A view of the banks of the Ohio River from a lofty perspective. This is the site of the great Amorpha Borer Expedition covered in the last post, the marina at Shawnee State Park in Scioto County, Ohio. The host plant of that most gorgeous of beetles, False Indigo, Amorpha fruticosa, reaches the northern limits of its natural range along the Ohio River. So too, I suspect, does the Amorpha Borer beetle.

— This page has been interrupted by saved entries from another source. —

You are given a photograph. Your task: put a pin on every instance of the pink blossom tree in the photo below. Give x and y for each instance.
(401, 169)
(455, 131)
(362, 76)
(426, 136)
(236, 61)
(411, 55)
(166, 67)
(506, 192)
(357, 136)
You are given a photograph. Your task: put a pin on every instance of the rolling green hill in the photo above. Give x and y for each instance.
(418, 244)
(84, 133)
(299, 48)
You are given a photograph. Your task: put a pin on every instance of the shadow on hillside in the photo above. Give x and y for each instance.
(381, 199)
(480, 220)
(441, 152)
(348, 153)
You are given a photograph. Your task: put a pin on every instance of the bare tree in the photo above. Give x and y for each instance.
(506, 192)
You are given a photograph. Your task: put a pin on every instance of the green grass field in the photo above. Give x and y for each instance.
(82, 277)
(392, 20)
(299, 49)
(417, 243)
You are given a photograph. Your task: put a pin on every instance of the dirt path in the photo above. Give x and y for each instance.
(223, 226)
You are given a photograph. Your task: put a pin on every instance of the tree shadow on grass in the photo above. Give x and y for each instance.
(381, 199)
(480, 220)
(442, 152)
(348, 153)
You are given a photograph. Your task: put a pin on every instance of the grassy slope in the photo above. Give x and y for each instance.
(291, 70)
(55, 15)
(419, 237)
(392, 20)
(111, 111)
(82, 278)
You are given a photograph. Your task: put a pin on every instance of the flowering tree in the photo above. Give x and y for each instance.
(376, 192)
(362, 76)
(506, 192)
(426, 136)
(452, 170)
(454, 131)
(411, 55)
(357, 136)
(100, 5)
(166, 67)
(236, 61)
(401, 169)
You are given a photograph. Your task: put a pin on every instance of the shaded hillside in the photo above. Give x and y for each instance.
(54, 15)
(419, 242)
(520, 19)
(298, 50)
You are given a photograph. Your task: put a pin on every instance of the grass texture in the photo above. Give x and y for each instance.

They aren't unique. A whole host of animals and plants run up against their northward limits in the Ohio River Valley. There are probably two primary reasons. One, the climate. The valley of the mighty Ohio has its own microclimate, remaining warmer on average than even just a short distance north, over the first set of hills. Two, the river serves as a migratory corridor, and flora and fauna have dispersed along the stream for many thousands of years. Many of them need the regular flood-scouring disturbance cycles that are associated with large rivers, and thus must grow or live within the flood zone. We saw two of these Ohio River specialties while stalking the beetle, and I took the opportunity to make some photos. This one is Virginia Buttonweed, Diodia virginiana. It is a small member of the enormous Madder Family, Rubiaceae, which sports some 13,000 species, most of which are tropical. Coffee is probably its best known representative.
Range map courtesy of USDA Plant Database.We've been very hard on Ohio River habitats, and lots of animals and plants have become rare or vanished as a result. The river itself has been largely tamed by the U.S. Army Corps of Engineers. They've built a series of locks and dams which have essentially transformed the once free-flowing river into a linear series of pools to accommodate shipping. Terrestrial habitats adjacent to the stream have been cultivated, built on, become the site of massive chemical and power plants, and all manner of other development disastrous to our natural resources.